Le due imputate rispondevano dei reati di spendita di banconote false e truffa. La sentenza è stata emessa al termine del processo, dai giudici della seconda sezione collegiale

Erano accusate di avere messo in circolazione alcune banconote false, per fare la spesa nei negozi del paese.

Al termine del processo, i giudici della seconda sezione collegiale (Presidente Pietro Baffa) hanno condannato Anna Natascia Picci, 45enne di Melissano, assistita dall’avvocato Cristian Mulino, alla pena di 2 anni e 6 mesi (il pm aveva invocato la condanna a a 3 anni e 3 mesi).

I giudici hanno invece assolto Simonetta Spennato, 48enne di Melissano, come richiesto dal pm Paola Guglielmi e dal suo legale, l’avvocato Antonio Palumbo.

L’avvocato Antonio Palumbo

Le due imputate rispondevano dei reati di spendita di banconote false e truffa.
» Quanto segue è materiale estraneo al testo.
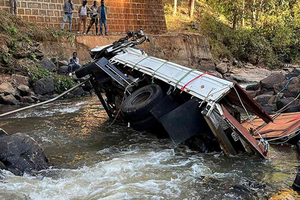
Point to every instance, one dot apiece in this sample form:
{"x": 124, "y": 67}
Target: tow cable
{"x": 45, "y": 102}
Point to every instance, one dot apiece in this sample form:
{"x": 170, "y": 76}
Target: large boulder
{"x": 44, "y": 85}
{"x": 8, "y": 99}
{"x": 7, "y": 88}
{"x": 293, "y": 107}
{"x": 24, "y": 90}
{"x": 292, "y": 89}
{"x": 63, "y": 70}
{"x": 20, "y": 80}
{"x": 48, "y": 64}
{"x": 62, "y": 63}
{"x": 222, "y": 67}
{"x": 269, "y": 82}
{"x": 20, "y": 153}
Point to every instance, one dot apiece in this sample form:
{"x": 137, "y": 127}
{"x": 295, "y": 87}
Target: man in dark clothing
{"x": 13, "y": 7}
{"x": 73, "y": 63}
{"x": 102, "y": 10}
{"x": 68, "y": 10}
{"x": 94, "y": 17}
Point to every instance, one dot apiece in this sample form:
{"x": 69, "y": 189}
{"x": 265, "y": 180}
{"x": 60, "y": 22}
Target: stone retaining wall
{"x": 123, "y": 15}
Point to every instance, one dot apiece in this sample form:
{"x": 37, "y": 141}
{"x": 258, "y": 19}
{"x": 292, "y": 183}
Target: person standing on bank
{"x": 68, "y": 10}
{"x": 102, "y": 10}
{"x": 94, "y": 17}
{"x": 13, "y": 6}
{"x": 73, "y": 63}
{"x": 83, "y": 11}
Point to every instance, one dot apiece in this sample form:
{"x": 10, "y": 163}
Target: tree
{"x": 192, "y": 7}
{"x": 175, "y": 7}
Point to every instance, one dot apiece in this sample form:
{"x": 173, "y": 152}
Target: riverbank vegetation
{"x": 20, "y": 50}
{"x": 262, "y": 32}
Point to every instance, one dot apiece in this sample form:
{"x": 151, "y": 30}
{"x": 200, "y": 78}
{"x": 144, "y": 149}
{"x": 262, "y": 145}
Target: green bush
{"x": 62, "y": 83}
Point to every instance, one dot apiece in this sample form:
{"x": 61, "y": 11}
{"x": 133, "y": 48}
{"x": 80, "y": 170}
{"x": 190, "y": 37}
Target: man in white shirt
{"x": 73, "y": 63}
{"x": 83, "y": 11}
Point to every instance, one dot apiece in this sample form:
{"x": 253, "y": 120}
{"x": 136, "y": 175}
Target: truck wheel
{"x": 137, "y": 106}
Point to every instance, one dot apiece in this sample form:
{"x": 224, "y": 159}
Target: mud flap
{"x": 184, "y": 122}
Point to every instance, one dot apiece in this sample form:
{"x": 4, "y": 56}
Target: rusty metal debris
{"x": 152, "y": 93}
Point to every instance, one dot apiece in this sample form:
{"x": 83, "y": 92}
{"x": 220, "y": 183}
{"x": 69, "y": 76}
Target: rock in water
{"x": 44, "y": 85}
{"x": 20, "y": 153}
{"x": 269, "y": 82}
{"x": 48, "y": 64}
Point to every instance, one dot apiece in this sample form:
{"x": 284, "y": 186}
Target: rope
{"x": 123, "y": 99}
{"x": 262, "y": 140}
{"x": 184, "y": 77}
{"x": 45, "y": 102}
{"x": 182, "y": 89}
{"x": 139, "y": 62}
{"x": 157, "y": 70}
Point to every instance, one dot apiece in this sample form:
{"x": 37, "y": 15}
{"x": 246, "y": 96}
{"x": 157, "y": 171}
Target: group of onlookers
{"x": 84, "y": 11}
{"x": 94, "y": 11}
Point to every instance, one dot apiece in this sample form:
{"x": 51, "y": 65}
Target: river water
{"x": 92, "y": 159}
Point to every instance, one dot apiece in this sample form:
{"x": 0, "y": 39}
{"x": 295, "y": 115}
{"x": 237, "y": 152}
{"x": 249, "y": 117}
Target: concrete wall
{"x": 123, "y": 15}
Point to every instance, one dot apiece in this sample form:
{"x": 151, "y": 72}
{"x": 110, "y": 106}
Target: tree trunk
{"x": 175, "y": 7}
{"x": 192, "y": 7}
{"x": 243, "y": 14}
{"x": 253, "y": 13}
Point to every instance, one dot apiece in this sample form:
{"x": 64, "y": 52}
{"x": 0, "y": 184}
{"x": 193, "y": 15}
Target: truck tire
{"x": 137, "y": 106}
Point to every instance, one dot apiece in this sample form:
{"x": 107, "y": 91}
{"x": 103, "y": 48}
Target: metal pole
{"x": 98, "y": 92}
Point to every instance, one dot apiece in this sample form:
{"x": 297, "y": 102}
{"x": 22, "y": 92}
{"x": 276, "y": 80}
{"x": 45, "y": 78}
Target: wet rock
{"x": 293, "y": 107}
{"x": 292, "y": 89}
{"x": 263, "y": 99}
{"x": 20, "y": 153}
{"x": 269, "y": 82}
{"x": 7, "y": 88}
{"x": 27, "y": 100}
{"x": 285, "y": 194}
{"x": 20, "y": 80}
{"x": 44, "y": 85}
{"x": 222, "y": 68}
{"x": 48, "y": 64}
{"x": 63, "y": 70}
{"x": 253, "y": 87}
{"x": 9, "y": 99}
{"x": 2, "y": 166}
{"x": 22, "y": 53}
{"x": 24, "y": 90}
{"x": 253, "y": 93}
{"x": 63, "y": 63}
{"x": 78, "y": 92}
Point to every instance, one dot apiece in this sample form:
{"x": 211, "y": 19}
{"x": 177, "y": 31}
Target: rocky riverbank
{"x": 271, "y": 89}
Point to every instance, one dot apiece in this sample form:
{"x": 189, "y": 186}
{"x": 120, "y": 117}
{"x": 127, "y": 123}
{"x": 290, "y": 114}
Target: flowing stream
{"x": 92, "y": 160}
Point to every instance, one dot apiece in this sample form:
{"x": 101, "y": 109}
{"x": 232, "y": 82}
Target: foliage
{"x": 36, "y": 72}
{"x": 62, "y": 83}
{"x": 258, "y": 31}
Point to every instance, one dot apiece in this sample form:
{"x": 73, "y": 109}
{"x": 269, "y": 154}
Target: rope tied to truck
{"x": 134, "y": 66}
{"x": 183, "y": 77}
{"x": 182, "y": 89}
{"x": 153, "y": 74}
{"x": 45, "y": 102}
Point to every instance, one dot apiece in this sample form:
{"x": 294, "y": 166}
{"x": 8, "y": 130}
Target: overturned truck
{"x": 152, "y": 93}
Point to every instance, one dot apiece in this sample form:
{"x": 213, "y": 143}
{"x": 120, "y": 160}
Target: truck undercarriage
{"x": 190, "y": 105}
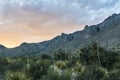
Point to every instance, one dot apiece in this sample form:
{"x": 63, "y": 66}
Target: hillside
{"x": 105, "y": 33}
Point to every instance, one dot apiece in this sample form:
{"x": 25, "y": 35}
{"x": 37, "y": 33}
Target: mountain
{"x": 106, "y": 34}
{"x": 2, "y": 47}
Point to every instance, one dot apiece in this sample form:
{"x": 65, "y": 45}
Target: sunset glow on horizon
{"x": 34, "y": 21}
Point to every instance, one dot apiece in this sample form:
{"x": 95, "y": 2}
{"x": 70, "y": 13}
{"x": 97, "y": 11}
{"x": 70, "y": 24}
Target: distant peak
{"x": 2, "y": 47}
{"x": 24, "y": 43}
{"x": 112, "y": 16}
{"x": 63, "y": 34}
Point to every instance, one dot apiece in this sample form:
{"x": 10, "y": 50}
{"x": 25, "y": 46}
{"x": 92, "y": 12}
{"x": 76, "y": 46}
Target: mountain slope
{"x": 105, "y": 33}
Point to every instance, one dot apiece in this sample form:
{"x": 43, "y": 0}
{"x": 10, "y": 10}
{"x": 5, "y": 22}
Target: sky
{"x": 38, "y": 20}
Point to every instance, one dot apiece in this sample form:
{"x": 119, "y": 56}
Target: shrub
{"x": 39, "y": 69}
{"x": 114, "y": 75}
{"x": 9, "y": 75}
{"x": 54, "y": 75}
{"x": 60, "y": 64}
{"x": 61, "y": 55}
{"x": 92, "y": 73}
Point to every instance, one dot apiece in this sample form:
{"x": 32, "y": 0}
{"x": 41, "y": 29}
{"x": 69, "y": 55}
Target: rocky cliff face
{"x": 106, "y": 33}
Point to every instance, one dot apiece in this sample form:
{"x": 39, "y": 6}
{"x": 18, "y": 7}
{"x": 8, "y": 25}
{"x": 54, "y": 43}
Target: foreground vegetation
{"x": 90, "y": 63}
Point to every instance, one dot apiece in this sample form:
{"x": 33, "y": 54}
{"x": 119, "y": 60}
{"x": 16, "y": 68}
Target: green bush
{"x": 97, "y": 55}
{"x": 54, "y": 75}
{"x": 61, "y": 55}
{"x": 9, "y": 75}
{"x": 92, "y": 73}
{"x": 39, "y": 69}
{"x": 114, "y": 75}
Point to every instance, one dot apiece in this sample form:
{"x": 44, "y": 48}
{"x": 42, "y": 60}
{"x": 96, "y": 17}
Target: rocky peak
{"x": 2, "y": 47}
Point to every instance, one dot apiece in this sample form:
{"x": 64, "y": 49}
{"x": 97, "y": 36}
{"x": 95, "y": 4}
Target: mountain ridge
{"x": 105, "y": 33}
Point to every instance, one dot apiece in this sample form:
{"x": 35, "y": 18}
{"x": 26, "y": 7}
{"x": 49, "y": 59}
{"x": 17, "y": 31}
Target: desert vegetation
{"x": 89, "y": 63}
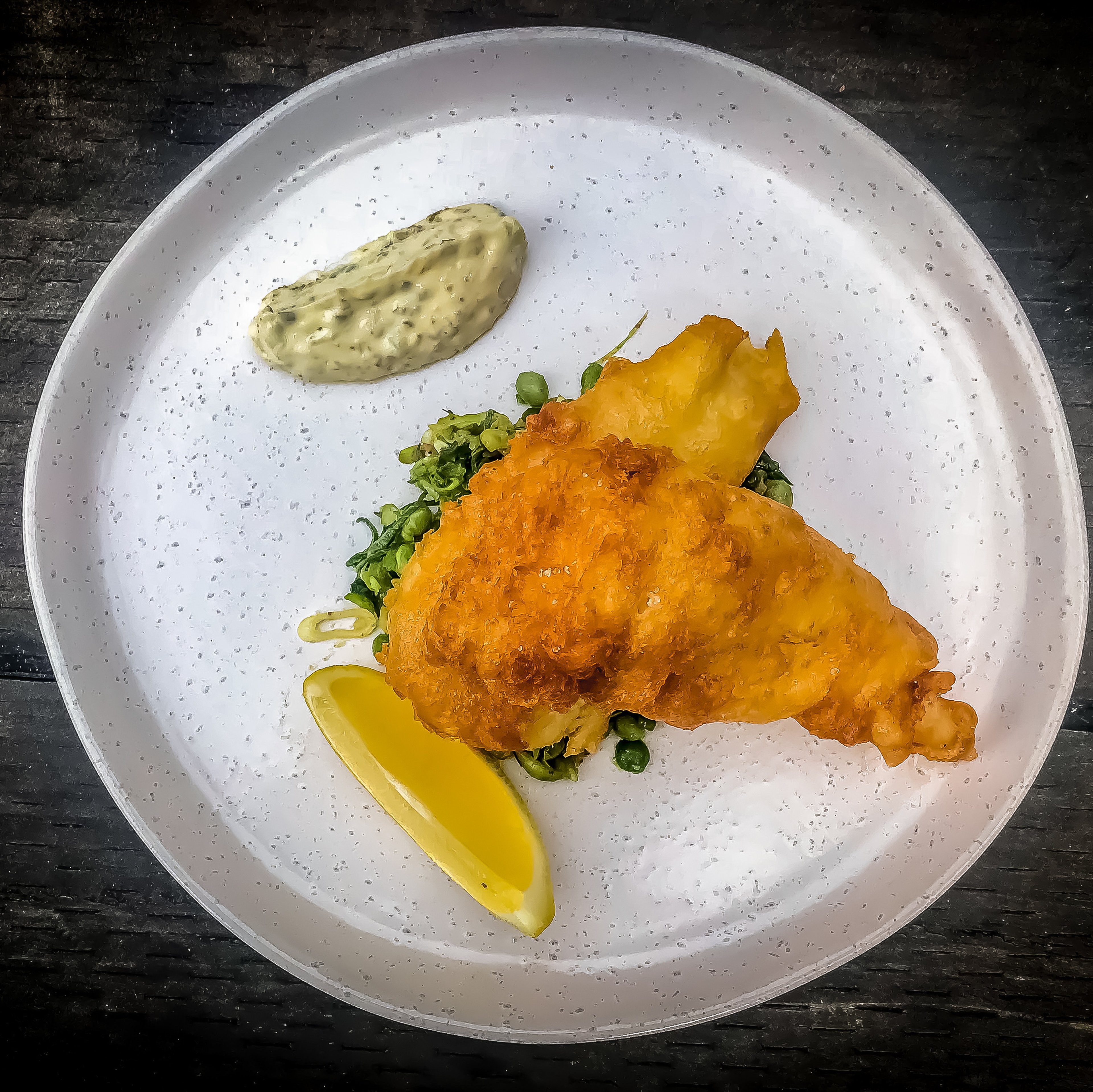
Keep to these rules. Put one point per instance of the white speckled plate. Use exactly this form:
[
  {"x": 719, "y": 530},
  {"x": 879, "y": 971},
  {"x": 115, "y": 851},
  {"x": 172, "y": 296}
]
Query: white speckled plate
[{"x": 186, "y": 507}]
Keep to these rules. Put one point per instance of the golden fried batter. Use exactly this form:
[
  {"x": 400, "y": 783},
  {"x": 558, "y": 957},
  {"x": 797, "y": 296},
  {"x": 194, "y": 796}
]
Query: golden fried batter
[
  {"x": 711, "y": 396},
  {"x": 595, "y": 571}
]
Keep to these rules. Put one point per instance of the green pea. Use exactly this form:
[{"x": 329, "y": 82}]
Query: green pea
[
  {"x": 403, "y": 557},
  {"x": 540, "y": 771},
  {"x": 494, "y": 440},
  {"x": 632, "y": 756},
  {"x": 532, "y": 390},
  {"x": 781, "y": 491},
  {"x": 589, "y": 377},
  {"x": 417, "y": 525},
  {"x": 377, "y": 579}
]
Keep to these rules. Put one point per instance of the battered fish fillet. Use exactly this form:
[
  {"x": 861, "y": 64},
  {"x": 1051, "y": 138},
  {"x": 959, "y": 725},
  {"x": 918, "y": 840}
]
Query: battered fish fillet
[
  {"x": 710, "y": 396},
  {"x": 584, "y": 575}
]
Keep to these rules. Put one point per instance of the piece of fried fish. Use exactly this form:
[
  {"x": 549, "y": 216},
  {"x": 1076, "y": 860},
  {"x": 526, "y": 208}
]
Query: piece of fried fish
[{"x": 586, "y": 574}]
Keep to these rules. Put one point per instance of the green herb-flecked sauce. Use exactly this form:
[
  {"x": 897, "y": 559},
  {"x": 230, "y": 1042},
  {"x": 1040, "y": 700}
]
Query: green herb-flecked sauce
[{"x": 418, "y": 295}]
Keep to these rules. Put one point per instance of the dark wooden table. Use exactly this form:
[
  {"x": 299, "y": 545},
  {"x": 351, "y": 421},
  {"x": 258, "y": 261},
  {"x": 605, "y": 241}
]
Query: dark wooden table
[{"x": 108, "y": 968}]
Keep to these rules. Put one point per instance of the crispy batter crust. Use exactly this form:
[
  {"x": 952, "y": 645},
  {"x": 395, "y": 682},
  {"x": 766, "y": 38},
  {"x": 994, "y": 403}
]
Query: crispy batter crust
[{"x": 604, "y": 571}]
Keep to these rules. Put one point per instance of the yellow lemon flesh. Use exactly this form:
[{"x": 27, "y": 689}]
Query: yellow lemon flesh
[{"x": 453, "y": 801}]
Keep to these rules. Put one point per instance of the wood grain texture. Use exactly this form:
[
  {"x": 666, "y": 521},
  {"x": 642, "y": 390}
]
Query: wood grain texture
[{"x": 108, "y": 966}]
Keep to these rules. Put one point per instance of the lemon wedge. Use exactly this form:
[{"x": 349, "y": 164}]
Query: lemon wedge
[{"x": 453, "y": 801}]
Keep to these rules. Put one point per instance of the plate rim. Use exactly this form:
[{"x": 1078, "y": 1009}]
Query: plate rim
[{"x": 1051, "y": 400}]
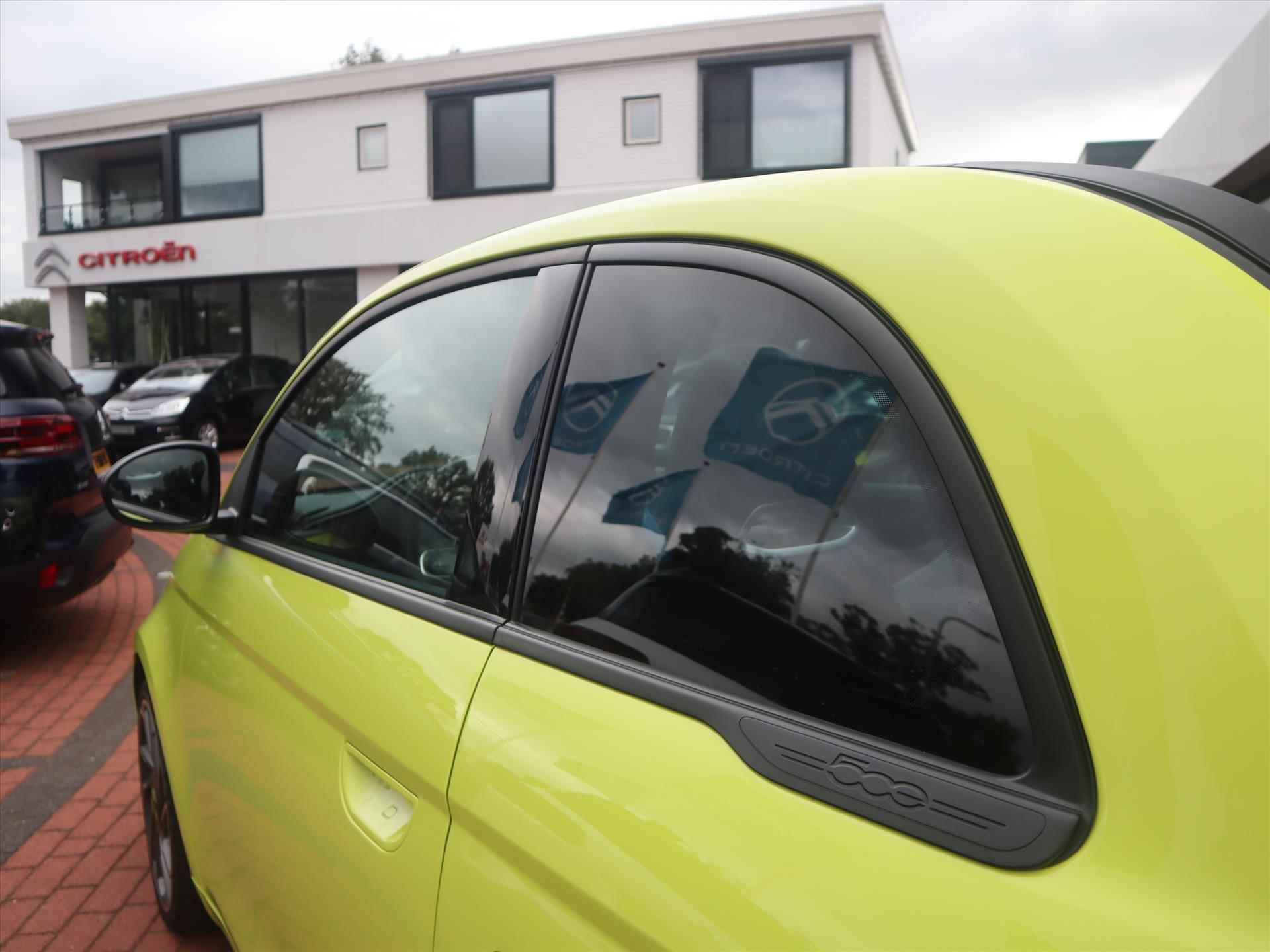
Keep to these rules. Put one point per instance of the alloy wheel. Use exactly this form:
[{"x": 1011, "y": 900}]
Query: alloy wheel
[{"x": 155, "y": 804}]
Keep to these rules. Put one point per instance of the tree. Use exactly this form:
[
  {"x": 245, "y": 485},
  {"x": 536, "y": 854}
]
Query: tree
[
  {"x": 341, "y": 403},
  {"x": 97, "y": 319},
  {"x": 353, "y": 56},
  {"x": 31, "y": 311}
]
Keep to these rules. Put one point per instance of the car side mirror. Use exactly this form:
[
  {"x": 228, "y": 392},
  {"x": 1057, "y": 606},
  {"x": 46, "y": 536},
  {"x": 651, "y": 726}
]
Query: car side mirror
[{"x": 168, "y": 488}]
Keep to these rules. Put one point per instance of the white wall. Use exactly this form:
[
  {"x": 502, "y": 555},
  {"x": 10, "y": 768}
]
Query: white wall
[
  {"x": 321, "y": 212},
  {"x": 876, "y": 136},
  {"x": 588, "y": 108},
  {"x": 1226, "y": 124},
  {"x": 310, "y": 153}
]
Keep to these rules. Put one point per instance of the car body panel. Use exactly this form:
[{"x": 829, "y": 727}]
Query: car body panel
[
  {"x": 265, "y": 729},
  {"x": 52, "y": 503},
  {"x": 588, "y": 819},
  {"x": 235, "y": 409},
  {"x": 1111, "y": 372}
]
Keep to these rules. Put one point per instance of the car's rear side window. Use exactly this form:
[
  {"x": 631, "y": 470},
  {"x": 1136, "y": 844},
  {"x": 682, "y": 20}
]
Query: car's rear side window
[
  {"x": 374, "y": 461},
  {"x": 736, "y": 495},
  {"x": 32, "y": 372}
]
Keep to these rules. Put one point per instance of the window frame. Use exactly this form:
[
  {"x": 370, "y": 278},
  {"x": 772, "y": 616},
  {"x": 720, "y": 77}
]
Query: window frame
[
  {"x": 240, "y": 493},
  {"x": 359, "y": 143},
  {"x": 1058, "y": 786},
  {"x": 469, "y": 95},
  {"x": 628, "y": 140},
  {"x": 190, "y": 127},
  {"x": 708, "y": 66}
]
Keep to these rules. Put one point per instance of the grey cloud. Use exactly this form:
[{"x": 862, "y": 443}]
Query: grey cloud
[{"x": 1021, "y": 80}]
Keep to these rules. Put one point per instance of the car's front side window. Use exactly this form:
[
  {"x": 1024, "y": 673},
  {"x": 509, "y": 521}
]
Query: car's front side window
[
  {"x": 374, "y": 461},
  {"x": 737, "y": 495}
]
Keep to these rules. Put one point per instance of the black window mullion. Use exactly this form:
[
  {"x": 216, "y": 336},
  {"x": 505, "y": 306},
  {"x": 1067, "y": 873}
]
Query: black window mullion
[{"x": 472, "y": 143}]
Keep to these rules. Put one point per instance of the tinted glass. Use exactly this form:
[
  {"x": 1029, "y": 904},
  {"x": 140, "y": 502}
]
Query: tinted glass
[
  {"x": 275, "y": 310},
  {"x": 220, "y": 171},
  {"x": 727, "y": 121},
  {"x": 372, "y": 465},
  {"x": 33, "y": 372},
  {"x": 737, "y": 495},
  {"x": 327, "y": 299},
  {"x": 215, "y": 324},
  {"x": 452, "y": 157},
  {"x": 799, "y": 114},
  {"x": 512, "y": 139}
]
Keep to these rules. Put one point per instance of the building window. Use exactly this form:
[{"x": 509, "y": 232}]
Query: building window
[
  {"x": 642, "y": 121},
  {"x": 484, "y": 143},
  {"x": 219, "y": 171},
  {"x": 775, "y": 116},
  {"x": 372, "y": 147}
]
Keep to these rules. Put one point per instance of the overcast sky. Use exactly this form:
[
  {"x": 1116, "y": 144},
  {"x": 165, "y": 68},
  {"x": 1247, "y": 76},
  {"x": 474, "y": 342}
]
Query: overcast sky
[{"x": 987, "y": 80}]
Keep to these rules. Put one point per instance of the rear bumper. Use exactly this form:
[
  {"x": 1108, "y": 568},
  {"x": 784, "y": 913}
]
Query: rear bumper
[{"x": 83, "y": 560}]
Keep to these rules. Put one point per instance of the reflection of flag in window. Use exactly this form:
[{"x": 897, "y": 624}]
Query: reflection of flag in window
[
  {"x": 523, "y": 474},
  {"x": 588, "y": 413},
  {"x": 530, "y": 397},
  {"x": 800, "y": 423},
  {"x": 653, "y": 504}
]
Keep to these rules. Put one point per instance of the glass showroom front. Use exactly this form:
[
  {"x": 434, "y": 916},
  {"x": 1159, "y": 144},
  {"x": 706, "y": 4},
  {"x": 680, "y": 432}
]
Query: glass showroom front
[{"x": 280, "y": 315}]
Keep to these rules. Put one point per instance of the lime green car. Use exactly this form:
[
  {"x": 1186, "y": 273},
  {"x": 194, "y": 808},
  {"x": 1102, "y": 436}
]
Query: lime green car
[{"x": 853, "y": 559}]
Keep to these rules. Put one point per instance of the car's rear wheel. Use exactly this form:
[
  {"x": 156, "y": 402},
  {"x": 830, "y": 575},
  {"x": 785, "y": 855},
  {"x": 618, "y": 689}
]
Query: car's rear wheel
[
  {"x": 210, "y": 433},
  {"x": 169, "y": 867}
]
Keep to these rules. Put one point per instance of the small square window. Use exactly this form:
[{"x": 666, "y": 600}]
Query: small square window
[
  {"x": 372, "y": 147},
  {"x": 642, "y": 120}
]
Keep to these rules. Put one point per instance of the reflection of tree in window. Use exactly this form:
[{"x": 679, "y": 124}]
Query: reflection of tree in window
[
  {"x": 439, "y": 483},
  {"x": 730, "y": 615},
  {"x": 338, "y": 403}
]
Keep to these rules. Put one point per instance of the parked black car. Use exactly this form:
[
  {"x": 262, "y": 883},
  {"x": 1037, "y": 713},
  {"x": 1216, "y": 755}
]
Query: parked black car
[
  {"x": 215, "y": 399},
  {"x": 56, "y": 537},
  {"x": 103, "y": 381}
]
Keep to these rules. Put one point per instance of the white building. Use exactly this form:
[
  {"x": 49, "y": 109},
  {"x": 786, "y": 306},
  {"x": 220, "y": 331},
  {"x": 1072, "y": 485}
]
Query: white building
[
  {"x": 1223, "y": 138},
  {"x": 251, "y": 218}
]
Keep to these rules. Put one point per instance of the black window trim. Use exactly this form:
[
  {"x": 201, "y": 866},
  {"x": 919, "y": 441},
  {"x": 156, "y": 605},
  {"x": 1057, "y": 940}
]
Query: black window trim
[
  {"x": 357, "y": 143},
  {"x": 178, "y": 130},
  {"x": 747, "y": 63},
  {"x": 164, "y": 146},
  {"x": 470, "y": 92},
  {"x": 241, "y": 489},
  {"x": 1060, "y": 783}
]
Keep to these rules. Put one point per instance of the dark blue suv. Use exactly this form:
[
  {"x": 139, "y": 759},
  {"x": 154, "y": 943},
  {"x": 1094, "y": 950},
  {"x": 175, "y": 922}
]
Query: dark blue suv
[{"x": 56, "y": 539}]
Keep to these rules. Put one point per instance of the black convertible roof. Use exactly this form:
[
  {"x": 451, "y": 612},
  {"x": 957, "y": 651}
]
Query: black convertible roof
[{"x": 1232, "y": 226}]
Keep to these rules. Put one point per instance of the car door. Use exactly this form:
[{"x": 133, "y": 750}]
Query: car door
[
  {"x": 237, "y": 399},
  {"x": 335, "y": 641},
  {"x": 773, "y": 680},
  {"x": 269, "y": 375}
]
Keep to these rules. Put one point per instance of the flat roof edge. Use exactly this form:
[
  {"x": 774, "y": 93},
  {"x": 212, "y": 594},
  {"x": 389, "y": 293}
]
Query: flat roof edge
[{"x": 657, "y": 44}]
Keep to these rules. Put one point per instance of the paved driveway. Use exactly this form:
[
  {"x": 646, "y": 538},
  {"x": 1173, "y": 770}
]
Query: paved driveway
[{"x": 73, "y": 853}]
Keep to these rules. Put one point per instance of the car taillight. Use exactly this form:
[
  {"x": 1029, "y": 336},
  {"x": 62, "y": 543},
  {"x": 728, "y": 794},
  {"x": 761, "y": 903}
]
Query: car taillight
[{"x": 38, "y": 434}]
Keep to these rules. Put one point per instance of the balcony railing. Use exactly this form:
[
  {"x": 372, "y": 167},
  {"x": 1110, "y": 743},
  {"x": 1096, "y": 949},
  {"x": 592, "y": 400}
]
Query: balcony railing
[{"x": 111, "y": 214}]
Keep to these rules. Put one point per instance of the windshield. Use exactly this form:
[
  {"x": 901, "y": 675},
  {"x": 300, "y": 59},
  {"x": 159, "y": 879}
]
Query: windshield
[
  {"x": 93, "y": 380},
  {"x": 182, "y": 375}
]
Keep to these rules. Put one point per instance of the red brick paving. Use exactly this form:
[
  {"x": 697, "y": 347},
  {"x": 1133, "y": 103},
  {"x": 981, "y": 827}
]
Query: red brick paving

Secondo l’accusa, i fatti si sarebbero verificati il 30 luglio del 2018. Le due donne avrebbero anzitutto messo in circolazione 6 banconote false, spendendole presso un negozio di frutta a Cutrofiano.

Lo stesso giorno, si sarebbero recate in un minimarket e avrebbero consegnato alla cassiera una banconota falsa da 50 euro, per l’acquisto di un bagnoschiuma che accettava, dando loro il resto.

L’addetta alla cassa si sarebbe poi accorta della truffa, dando il via alle indagini.